Statistical and machine learning methods for recommender systems in a complex, high dimensional, online marketplace.

Alternative title: Maskinlæringsmetoder for anbefalingssystemer i komplekse og høydimensjonale internettmarkedsplasser.

Awarded: NOK 1.7 mill.

Project Manager:

Project Number:

294330

Project Period:

2018 - 2023

Funding received from:

Organisation:

Location:

This project is a cooperation between University of Oslo and FINN.no. It is concerned with developing novel statistical and machine learning methodologies in the area of recommendation systems: matching relevant content (items) to users in an online marketplace, where there is a large number of items and the information about each item and user is very limited. Marketplaces are platforms where users buy and sell various types of items. The items can range from low-value ones such as books and clothes to high-value ones such as cars and real estate properties.

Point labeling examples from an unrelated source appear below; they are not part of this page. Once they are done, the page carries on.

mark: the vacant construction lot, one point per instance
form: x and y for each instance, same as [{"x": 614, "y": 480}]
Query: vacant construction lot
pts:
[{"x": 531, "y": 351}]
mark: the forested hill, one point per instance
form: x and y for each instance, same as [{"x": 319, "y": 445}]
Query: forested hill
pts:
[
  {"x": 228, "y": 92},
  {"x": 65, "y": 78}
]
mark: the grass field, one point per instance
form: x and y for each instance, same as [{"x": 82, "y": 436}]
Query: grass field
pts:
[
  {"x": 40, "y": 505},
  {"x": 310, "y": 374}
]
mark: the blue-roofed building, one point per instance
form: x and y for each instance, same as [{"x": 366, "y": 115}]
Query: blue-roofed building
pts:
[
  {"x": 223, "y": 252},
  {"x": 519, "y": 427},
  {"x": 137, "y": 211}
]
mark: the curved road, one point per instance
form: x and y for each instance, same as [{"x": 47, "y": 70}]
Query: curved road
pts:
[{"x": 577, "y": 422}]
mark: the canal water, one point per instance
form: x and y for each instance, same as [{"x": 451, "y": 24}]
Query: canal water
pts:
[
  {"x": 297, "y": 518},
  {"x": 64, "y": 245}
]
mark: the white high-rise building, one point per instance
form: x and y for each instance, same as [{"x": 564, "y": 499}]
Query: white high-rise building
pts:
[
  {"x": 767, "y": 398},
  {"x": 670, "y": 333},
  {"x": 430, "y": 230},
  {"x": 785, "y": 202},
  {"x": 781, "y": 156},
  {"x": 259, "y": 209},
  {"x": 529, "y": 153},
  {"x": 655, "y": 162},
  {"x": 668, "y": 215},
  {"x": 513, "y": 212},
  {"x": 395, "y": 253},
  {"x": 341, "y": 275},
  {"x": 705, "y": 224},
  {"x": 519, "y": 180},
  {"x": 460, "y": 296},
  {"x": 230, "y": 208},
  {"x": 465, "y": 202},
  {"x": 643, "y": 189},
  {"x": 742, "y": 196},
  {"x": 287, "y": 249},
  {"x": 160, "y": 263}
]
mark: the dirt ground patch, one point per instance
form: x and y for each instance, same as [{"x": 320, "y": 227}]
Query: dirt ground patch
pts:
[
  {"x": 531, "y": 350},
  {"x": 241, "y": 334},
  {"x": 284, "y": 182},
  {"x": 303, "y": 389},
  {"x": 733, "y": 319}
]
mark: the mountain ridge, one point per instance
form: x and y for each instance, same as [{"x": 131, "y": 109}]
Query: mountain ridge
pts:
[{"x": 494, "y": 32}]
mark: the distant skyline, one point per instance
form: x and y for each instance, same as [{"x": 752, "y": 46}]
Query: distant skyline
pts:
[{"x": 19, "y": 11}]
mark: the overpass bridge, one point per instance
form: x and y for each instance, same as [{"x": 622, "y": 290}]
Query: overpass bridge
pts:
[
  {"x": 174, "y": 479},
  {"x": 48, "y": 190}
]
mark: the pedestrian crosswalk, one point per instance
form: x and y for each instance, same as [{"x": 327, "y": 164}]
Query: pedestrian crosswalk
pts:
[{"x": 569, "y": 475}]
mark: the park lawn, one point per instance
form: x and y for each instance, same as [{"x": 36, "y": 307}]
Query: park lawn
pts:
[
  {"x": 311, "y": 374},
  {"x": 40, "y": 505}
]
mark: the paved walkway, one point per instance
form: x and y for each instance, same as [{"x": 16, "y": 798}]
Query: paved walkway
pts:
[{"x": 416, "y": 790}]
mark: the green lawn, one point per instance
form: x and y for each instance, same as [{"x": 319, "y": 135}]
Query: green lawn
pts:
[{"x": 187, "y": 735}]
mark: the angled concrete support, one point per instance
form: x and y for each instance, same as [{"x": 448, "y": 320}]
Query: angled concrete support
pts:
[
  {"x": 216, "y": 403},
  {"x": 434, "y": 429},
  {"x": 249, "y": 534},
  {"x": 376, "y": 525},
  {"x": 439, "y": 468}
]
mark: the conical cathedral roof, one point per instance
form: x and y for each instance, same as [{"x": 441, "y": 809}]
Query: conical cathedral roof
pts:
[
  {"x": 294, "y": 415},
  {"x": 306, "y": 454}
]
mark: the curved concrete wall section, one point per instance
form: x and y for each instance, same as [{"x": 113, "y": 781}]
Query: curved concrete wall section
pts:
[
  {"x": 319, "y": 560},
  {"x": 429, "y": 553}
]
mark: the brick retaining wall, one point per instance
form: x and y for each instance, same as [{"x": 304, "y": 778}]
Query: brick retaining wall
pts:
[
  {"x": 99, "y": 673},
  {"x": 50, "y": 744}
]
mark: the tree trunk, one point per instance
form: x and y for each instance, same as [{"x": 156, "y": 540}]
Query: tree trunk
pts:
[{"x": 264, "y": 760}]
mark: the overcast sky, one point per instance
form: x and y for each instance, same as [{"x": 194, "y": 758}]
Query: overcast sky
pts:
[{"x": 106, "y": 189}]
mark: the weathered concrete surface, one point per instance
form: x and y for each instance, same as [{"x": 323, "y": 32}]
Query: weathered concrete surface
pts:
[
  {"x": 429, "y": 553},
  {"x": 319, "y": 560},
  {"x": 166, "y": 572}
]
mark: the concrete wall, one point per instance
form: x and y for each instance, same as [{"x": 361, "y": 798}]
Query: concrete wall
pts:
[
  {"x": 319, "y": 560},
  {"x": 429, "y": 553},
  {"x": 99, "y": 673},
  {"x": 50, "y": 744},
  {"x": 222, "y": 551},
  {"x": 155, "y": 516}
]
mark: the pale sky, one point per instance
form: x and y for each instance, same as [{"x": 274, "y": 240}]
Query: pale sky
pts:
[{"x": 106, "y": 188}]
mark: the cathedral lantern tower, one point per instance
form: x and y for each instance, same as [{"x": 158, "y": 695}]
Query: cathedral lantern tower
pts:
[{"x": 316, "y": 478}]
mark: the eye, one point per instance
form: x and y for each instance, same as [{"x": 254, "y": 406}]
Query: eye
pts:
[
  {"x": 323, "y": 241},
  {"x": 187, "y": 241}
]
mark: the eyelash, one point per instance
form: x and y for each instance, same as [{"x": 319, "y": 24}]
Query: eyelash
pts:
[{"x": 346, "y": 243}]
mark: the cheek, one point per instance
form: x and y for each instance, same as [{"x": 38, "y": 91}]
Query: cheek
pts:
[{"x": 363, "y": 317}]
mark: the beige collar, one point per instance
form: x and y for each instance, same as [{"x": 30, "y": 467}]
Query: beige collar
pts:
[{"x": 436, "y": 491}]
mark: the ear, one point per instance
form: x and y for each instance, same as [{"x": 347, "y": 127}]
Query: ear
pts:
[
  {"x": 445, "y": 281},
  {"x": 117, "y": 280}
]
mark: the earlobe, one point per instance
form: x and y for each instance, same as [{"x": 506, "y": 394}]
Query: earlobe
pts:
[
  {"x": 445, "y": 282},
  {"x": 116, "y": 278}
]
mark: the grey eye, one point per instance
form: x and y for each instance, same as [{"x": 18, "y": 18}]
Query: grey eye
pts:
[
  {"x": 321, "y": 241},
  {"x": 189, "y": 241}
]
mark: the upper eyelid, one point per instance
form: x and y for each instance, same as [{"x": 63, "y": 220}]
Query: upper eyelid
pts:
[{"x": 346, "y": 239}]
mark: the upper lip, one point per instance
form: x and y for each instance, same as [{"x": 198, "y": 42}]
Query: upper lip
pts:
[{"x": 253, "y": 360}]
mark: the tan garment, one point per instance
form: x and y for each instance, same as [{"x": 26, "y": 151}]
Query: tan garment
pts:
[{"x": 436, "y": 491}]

Sellers can also post non-tangible items such as job openings and services. Many marketplace sellers are non-professional individuals selling used items. A marketplace is similar to a e-commerce platform, but has a very large number of unique items across multiple categories from a very large and fragmented seller group. The project is focusing on how recommender algorithms can effectively explore what items a users wants, how the algorithm can propose a diverse set of items to the user, how to assign delayed user feedback into the algorithms and how to effectively use content information such as images, text and structured data in order to give the most relevant recommendation to the user. The algorithms will be developed and tested both in offline and online experiments. The project have successfully A/B tested around 10 different machine learning algorithms in FINN.no's recommendations products. Multiple of these have been successful and replace existing recommender systems. There is ongoing work on academic writing of some of these results. During the last period the project has, in addition to testing different machine learning algorithms for the recommendations products in FINN.no, published, made available and promoted a data set that is more suited for recommendations products for an online marketplace. The data set is more rich on information that could be beneficial to know when calculating what is the most relevant item. This type of information has previously not been publicly available.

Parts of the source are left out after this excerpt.